Le général Aétius, lui, rentre à Rome où il pense recevoir les lauriers de sa victoire, mais, pas de chance, il est assassiné par son propre empereur jaloux de sa trop grande notoriété ! Cela ne rigolait pas à l’époque !
          Au printemps 452, Attila qui veut toujours en découdre avec Valentinien (et peut-être récupérer sa vierge), repasse les Alpes et s'empare de Padoue, Vérone, Milan et Pavie ! La situation est désespérée pour Rome et Valentinien III accepte de négocier. Le 11 juin 452, ce dernier envoie une délégation avec le pape Léon Ier. Attila accepte de se retirer contre une grosse rançon car son armée est victime d'une épidémie. Il se retire donc heureux d'avoir encore une fois vaincu Rome sans combattre et décide de faire la fête en se mariant. 
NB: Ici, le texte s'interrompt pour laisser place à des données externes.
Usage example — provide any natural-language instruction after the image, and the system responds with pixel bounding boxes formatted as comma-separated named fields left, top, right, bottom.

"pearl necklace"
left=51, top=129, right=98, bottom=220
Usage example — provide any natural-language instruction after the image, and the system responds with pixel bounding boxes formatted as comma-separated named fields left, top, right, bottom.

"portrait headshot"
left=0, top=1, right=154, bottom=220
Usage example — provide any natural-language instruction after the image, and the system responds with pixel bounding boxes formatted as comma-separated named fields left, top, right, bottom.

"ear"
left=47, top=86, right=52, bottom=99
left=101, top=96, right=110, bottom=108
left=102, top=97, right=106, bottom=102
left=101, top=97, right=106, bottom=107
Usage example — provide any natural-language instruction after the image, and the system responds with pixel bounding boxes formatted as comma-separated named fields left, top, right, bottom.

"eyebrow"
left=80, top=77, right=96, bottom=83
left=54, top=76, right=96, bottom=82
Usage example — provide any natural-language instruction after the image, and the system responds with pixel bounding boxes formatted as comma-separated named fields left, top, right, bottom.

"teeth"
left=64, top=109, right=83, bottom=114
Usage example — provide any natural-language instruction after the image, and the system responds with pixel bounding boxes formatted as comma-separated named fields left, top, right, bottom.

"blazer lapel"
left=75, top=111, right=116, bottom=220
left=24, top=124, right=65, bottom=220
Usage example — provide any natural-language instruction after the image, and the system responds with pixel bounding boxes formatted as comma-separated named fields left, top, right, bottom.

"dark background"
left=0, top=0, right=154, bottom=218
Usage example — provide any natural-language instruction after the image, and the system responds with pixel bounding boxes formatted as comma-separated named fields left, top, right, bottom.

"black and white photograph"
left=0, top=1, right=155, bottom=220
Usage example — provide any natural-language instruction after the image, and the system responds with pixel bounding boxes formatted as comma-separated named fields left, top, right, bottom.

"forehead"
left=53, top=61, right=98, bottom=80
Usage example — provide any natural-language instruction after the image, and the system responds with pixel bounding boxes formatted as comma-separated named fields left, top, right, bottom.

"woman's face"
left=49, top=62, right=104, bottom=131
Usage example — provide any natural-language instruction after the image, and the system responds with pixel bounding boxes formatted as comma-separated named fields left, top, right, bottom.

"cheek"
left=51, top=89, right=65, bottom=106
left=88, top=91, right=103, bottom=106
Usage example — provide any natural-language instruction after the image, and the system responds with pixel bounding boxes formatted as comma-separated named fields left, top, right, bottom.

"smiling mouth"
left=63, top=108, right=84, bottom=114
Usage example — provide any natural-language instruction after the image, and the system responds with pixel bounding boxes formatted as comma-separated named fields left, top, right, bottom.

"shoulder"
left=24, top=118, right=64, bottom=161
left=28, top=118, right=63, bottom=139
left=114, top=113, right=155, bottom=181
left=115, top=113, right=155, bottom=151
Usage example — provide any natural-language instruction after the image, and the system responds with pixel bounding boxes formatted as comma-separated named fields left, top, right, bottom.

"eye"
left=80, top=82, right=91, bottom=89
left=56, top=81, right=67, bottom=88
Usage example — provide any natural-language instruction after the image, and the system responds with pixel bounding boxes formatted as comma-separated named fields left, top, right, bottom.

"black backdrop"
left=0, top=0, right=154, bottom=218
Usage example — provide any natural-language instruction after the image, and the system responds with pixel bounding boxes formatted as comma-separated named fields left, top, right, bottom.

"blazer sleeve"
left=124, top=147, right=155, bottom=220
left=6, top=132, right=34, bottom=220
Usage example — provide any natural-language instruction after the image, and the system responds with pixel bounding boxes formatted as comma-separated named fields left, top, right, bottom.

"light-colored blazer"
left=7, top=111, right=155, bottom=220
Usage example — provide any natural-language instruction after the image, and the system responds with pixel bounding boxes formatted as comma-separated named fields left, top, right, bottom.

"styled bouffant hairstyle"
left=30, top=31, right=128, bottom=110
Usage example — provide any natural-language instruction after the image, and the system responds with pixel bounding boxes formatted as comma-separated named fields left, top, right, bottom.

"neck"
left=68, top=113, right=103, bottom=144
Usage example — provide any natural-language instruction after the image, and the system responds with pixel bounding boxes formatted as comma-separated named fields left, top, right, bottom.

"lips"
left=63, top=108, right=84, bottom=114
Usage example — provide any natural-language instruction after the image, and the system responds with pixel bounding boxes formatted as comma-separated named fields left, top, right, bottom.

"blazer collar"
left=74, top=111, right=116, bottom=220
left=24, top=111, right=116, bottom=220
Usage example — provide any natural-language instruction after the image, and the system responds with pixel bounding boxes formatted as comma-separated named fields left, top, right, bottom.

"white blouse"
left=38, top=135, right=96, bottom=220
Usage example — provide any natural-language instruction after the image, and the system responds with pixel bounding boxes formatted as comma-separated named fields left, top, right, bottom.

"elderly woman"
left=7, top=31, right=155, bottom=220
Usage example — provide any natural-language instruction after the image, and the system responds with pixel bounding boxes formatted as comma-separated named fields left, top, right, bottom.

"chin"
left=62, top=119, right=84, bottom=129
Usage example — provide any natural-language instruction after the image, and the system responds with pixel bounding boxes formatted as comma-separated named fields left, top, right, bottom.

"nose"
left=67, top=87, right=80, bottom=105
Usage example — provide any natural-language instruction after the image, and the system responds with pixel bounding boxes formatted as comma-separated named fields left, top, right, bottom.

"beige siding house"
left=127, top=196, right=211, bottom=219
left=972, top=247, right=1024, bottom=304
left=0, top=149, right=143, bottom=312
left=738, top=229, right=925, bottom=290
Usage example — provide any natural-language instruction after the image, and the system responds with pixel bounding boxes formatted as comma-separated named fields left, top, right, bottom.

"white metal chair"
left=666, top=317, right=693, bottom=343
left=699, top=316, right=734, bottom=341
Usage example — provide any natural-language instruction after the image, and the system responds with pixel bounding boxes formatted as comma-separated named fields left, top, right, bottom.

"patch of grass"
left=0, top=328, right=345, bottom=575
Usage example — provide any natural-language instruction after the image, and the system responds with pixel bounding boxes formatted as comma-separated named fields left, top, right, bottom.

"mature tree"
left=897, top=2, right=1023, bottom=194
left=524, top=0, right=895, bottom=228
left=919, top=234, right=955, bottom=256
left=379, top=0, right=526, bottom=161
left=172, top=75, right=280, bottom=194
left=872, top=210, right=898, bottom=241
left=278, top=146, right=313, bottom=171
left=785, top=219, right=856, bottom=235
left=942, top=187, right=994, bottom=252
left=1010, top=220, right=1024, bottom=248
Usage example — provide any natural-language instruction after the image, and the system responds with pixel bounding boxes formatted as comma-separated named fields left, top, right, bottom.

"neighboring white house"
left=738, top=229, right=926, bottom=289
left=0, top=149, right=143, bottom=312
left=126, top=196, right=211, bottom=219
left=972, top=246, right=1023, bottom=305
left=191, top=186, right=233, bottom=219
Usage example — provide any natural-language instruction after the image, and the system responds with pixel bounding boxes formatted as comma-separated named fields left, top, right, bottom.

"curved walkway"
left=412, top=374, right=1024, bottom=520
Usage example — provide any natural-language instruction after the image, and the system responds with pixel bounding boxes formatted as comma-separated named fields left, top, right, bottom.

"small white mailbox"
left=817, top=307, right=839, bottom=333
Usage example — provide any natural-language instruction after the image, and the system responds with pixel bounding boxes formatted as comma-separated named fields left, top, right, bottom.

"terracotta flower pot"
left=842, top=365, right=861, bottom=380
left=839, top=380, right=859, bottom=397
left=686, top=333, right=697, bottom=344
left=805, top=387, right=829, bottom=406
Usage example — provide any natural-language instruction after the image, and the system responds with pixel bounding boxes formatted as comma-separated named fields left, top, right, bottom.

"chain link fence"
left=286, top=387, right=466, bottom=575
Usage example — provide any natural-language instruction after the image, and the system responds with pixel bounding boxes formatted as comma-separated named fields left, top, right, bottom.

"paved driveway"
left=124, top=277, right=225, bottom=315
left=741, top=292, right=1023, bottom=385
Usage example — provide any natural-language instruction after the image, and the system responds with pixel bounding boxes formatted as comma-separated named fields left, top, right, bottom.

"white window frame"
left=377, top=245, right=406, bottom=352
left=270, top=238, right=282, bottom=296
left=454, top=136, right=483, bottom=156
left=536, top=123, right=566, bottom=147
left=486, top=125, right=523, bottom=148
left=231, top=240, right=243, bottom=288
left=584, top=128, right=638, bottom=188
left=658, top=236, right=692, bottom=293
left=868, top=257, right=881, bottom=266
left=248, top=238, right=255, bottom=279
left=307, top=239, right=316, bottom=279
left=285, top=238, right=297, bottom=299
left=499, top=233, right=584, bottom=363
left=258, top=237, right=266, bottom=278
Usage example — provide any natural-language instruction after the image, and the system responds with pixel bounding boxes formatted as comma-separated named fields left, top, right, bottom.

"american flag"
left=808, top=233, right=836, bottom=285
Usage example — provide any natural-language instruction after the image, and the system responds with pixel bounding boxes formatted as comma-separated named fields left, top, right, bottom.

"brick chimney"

           C'est sur le chemin du retour début 453, qu'il se marie avec une Germaine Ildico mais sa nuit de noce se termine de façon inattendue ! Il meurt, à 58 ans, étouffé par son propre sang ! A-t-il été assassiné, victime d’une machination des Romains ou a-t-il trop abusé de sa nuit de noces ?  On ne le saura jamais. Il est secrètement enterré dans sa terre natale dans un triple cercueil d'or, d'argent et de fer et les esclaves qui creusent sa tombe sont tous égorgés afin qu'elle ne soit jamais découverte et profanée. Son empire ne survivra pas à sa mort, car ses nombreux fils se battent pour les énormes territoires. Les peuples germains rejetteront définitivement les Huns au-delà du Danube. 

               A Rome, Valentinien III, libéré de la menace hunnique, tue de ses propres mains, en septembre 454, le général Aétius qui avait pourtant sauvé son empire ! Six mois plus tard, il est lui-même assassiné, à 30 ans, par deux fidèles d'Aétius. C'en est fini de l'empire romain qui ne retrouvera jamais un homme capable de la défendre contre les envahisseurs.

          En Alsace, nous voilà seuls, face aux Alamans (originaire de la vallée de l'Elbe) qui en profitent pour occuper définitivement la plaine et une vaste région qui englobe le pays de Bade, le Wurtemberg, l’Alsace et la Suisse jusqu’au col du St Bernard. Le parler alemanique se substitue à la langue celtique sauf dans certaines vallées sous-vosgiennes. Ils construisent leurs maisons en bois et torchis. Cette technique évoluera au fil des siècles pour devenir les merveilleuses maisons à colombages qu’on admire aujourd’hui dans tous les villages alsaciens.